In conclusion, we report an unusual presentation of pulmonary histoplasmosis. As with other infections, in histoplasmosis, the damage of endothelial lining of heart chambers associated with a preexisting pacemaker can promote an infection at unusual sites manifesting as nonvalvular endocarditis.
Footnotes
Acknowledgments
The authors are thankful to Shawn Scally for excellent assistance in figures preparation.
Author Contributions
AMG and CCA participated in data collection; KS and NS wrote the manuscript text; AMG, SS, and KS edited the manuscript. The authors read and approved the final manuscript.
Consent for Publication
This study is exempt from the regulatory requirements of the National Institutes of Health (NIH) regarding studies on human subjects, based on the criteria described in section 4 of 46.101(b) of 45 CFR 46 “as research involving the collection or study of existing data, documents, records, if the information is recorded by the investigator in such a manner that subjects cannot be identified, directly or through identifiers linked to the subjects.” 23 According to the institutional guidelines, the patient's consent is not necessary for a case report with de-identified patient specific information.

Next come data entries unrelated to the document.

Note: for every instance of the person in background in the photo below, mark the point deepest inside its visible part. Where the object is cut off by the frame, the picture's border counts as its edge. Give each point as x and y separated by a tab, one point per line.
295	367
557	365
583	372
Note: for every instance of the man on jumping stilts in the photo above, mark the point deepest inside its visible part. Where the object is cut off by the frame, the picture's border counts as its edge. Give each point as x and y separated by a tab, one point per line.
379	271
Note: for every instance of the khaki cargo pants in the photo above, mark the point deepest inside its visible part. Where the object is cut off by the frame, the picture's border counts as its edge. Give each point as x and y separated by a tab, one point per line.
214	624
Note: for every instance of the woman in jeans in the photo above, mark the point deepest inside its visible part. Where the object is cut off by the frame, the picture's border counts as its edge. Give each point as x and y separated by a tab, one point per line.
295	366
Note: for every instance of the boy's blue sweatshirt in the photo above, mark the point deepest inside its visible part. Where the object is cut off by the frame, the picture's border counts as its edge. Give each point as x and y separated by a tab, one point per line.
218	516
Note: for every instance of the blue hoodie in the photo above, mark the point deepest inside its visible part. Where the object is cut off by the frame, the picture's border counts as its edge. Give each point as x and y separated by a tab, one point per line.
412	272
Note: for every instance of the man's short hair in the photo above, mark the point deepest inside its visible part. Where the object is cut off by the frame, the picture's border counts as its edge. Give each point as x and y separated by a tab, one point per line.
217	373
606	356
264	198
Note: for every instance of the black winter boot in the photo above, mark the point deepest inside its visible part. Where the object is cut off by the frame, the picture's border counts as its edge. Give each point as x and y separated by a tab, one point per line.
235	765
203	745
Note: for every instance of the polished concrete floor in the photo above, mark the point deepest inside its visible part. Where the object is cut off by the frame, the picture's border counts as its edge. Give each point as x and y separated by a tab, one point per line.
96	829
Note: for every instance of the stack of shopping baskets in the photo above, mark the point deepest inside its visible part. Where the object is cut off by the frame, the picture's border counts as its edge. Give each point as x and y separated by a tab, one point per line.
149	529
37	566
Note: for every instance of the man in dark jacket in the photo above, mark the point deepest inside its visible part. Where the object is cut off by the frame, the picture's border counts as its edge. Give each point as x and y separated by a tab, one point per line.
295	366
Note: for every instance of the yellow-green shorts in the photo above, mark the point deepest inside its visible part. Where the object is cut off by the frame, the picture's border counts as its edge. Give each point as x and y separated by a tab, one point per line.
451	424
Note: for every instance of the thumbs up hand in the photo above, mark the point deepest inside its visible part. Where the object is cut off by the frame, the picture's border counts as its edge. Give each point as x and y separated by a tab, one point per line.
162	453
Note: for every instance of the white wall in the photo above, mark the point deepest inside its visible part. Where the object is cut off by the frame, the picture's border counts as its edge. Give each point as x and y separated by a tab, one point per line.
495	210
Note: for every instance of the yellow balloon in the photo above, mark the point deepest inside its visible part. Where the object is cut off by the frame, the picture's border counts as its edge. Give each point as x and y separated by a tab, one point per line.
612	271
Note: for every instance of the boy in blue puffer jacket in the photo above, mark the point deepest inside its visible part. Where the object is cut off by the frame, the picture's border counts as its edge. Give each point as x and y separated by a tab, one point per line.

Declaration of Conflicting Interests
The authors declared no potential conflicts of interest with respect to the research, authorship, and/or publication of this article.
Funding
The authors received no financial support for the research, authorship, and/or publication of this article.
Ethics Approval
All procedures performed in studies involving human participants were in accordance with the ethical standards of the institutional and/or national research committee and with the 1964 Helsinki Declaration and its later amendments or comparable ethical standards.
Trial Registration
Not applicable, because this article does not contain any clinical trials.